Лана оторвалась от стены, прислонившись к которой стояла все это время, подошла, стала на колено и поцеловала его руку. В ее глазах Русинский заметил перемену: презрение исчезло, полностью уступив место покорности.
- Tres bien, mesdames et messineurs [Отлично, дамы и господа - фр.], всплеснув руками, произнес Фронтер. - Мы все убедились, что наш милый граф опять в своей тарелке. Итак, сударь: вы обещали помогать нам, едва организация ощутит в вас потребность. Этот миг настал. Наша акция по запасению ментальной энергии почти закончена - пора переходить в решительное наступление. Организация взыскует вас.
- Барон, я попросил бы избегать советских арготизмов.

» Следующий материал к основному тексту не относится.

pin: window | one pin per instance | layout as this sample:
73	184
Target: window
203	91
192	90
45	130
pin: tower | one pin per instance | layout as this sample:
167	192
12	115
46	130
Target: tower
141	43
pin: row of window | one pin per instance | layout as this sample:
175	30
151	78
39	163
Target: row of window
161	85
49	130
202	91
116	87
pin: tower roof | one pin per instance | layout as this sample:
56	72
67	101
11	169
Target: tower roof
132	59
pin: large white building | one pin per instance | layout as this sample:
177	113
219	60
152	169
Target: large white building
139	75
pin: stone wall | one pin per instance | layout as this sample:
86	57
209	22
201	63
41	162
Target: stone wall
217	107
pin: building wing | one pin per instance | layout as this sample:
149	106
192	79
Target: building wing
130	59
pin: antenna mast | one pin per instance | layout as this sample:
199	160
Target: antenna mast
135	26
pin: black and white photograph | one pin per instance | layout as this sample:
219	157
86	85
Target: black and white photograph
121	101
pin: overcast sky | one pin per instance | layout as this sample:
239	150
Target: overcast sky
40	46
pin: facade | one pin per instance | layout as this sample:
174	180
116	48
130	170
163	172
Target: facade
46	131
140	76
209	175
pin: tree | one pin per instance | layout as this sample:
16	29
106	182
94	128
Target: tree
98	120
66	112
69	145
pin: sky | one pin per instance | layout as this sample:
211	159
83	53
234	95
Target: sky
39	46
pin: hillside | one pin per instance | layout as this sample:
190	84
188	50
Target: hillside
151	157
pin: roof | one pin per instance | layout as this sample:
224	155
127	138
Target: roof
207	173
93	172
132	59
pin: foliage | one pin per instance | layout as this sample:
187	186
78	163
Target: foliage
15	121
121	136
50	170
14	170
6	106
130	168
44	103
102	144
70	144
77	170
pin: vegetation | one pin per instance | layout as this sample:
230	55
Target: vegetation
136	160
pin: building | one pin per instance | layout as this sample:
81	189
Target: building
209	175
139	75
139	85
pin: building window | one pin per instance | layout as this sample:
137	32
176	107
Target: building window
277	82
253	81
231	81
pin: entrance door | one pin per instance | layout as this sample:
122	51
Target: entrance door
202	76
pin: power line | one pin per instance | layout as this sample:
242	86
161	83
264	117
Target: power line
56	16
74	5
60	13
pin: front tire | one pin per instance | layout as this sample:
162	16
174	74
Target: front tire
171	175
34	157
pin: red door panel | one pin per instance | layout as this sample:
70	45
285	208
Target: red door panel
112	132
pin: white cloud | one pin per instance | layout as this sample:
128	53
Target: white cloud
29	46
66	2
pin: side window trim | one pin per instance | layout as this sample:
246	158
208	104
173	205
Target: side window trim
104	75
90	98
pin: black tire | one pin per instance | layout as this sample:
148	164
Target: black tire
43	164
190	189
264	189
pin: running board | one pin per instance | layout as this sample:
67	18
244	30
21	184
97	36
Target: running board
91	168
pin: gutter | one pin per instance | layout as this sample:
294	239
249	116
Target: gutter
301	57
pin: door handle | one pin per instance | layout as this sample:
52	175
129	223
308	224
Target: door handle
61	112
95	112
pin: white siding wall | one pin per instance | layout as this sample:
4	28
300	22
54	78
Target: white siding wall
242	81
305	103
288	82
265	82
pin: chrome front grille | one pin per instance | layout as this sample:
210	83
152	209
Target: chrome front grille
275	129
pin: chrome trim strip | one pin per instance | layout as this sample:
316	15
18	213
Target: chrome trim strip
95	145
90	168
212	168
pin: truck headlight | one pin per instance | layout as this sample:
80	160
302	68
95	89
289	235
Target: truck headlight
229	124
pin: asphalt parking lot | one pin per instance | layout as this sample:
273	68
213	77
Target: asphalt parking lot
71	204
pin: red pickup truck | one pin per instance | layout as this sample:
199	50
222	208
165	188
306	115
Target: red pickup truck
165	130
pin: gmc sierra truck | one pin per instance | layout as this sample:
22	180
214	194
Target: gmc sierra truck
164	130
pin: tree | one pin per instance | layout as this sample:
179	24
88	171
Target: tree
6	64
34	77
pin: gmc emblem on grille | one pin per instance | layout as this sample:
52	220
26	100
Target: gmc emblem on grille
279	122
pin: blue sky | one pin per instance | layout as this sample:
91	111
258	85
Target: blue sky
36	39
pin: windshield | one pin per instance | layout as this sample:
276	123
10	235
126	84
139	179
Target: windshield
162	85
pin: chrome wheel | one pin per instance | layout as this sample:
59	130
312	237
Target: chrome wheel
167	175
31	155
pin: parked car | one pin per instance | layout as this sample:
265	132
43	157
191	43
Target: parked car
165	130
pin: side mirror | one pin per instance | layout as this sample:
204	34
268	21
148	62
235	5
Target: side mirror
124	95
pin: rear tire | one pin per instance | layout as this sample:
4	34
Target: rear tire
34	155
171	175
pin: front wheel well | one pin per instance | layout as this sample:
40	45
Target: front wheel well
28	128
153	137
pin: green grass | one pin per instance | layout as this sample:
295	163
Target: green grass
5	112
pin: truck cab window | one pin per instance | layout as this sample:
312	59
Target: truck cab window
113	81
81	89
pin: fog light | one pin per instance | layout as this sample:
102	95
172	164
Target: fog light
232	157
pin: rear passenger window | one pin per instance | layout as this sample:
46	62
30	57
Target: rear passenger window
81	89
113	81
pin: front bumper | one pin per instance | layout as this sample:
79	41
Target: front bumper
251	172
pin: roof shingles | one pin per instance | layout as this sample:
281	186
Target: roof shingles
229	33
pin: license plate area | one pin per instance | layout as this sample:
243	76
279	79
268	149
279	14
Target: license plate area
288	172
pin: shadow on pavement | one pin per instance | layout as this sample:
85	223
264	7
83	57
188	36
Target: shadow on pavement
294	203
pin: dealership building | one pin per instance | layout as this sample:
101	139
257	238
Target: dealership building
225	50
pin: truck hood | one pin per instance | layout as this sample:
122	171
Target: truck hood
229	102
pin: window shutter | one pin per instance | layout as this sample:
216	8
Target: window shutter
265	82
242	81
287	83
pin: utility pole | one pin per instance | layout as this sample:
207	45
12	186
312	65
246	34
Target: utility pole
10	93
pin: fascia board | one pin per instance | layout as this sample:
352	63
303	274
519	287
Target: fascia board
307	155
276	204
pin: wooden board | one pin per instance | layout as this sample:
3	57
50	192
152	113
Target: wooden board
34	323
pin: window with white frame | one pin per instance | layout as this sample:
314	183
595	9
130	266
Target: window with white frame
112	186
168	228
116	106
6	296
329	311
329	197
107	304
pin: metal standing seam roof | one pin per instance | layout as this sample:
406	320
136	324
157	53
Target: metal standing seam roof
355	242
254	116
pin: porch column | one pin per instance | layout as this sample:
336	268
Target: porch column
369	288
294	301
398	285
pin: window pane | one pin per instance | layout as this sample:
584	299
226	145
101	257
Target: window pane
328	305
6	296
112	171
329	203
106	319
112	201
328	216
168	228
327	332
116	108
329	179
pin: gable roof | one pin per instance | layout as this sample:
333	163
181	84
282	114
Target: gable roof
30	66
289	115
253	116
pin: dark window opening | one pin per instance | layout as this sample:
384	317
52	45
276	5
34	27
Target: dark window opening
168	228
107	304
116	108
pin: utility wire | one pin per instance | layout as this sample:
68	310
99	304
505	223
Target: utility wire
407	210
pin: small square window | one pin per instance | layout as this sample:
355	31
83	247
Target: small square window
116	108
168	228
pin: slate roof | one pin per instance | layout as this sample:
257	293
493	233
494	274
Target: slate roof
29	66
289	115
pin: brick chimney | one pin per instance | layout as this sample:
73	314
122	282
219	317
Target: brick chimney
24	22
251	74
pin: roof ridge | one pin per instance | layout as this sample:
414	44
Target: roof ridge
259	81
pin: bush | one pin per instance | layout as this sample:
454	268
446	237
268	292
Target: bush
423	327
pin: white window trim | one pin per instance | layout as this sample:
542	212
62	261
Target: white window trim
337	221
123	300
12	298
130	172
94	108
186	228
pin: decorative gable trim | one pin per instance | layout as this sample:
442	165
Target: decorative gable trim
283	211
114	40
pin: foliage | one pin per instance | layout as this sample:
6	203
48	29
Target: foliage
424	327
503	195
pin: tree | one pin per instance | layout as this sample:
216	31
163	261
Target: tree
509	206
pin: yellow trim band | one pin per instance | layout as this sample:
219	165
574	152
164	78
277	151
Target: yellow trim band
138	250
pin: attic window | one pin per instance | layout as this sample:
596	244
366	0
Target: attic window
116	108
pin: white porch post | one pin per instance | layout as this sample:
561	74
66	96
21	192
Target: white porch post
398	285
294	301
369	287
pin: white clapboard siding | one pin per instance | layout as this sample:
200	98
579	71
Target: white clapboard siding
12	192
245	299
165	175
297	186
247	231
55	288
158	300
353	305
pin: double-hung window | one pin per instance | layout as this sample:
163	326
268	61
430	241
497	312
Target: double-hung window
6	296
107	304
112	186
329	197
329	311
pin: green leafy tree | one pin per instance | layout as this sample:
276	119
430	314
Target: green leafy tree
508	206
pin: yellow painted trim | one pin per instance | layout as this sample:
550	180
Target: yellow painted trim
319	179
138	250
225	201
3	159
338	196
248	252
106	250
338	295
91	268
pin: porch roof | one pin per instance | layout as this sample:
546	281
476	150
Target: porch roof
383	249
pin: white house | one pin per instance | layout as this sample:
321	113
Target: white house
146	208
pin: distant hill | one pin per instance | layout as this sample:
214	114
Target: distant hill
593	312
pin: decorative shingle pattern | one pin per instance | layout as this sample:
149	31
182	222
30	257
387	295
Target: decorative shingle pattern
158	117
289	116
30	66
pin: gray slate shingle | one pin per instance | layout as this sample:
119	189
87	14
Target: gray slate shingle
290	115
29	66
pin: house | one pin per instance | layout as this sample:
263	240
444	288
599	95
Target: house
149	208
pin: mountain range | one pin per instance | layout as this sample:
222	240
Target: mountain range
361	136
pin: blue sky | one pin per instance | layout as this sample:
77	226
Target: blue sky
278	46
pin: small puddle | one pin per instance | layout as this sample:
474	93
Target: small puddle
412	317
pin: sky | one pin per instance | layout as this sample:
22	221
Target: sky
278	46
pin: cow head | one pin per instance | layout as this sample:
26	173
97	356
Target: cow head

- Как пожелаете, - бросил барон де ла Фронтер, ибо так его звали влоть до русской революции и последовавших его ипостасей от начальника областного управления НКВД (в тот недолгий период, когда граф еще руководил московским обкомом) до главврача больницы - должности, несомненно, самой скромной из всех ступеней его карьеры, но, как всегда, вызванной к жизни обстоятельствами. Следует заметить, что его неприметное и, в общем, малоподходящее для склонностей барона имя не было ни первым, ни последним из его имен; Фронтер уже много лет стремился к тихой жизни подвального душегуба, служа советником то у Нерона, то у Игнатия Лойолы, организовавшего орден иезуитов не без его подсказки; Фронтер не любил привлекать внимание, не без оснований полагая, что всадник важнее лошади.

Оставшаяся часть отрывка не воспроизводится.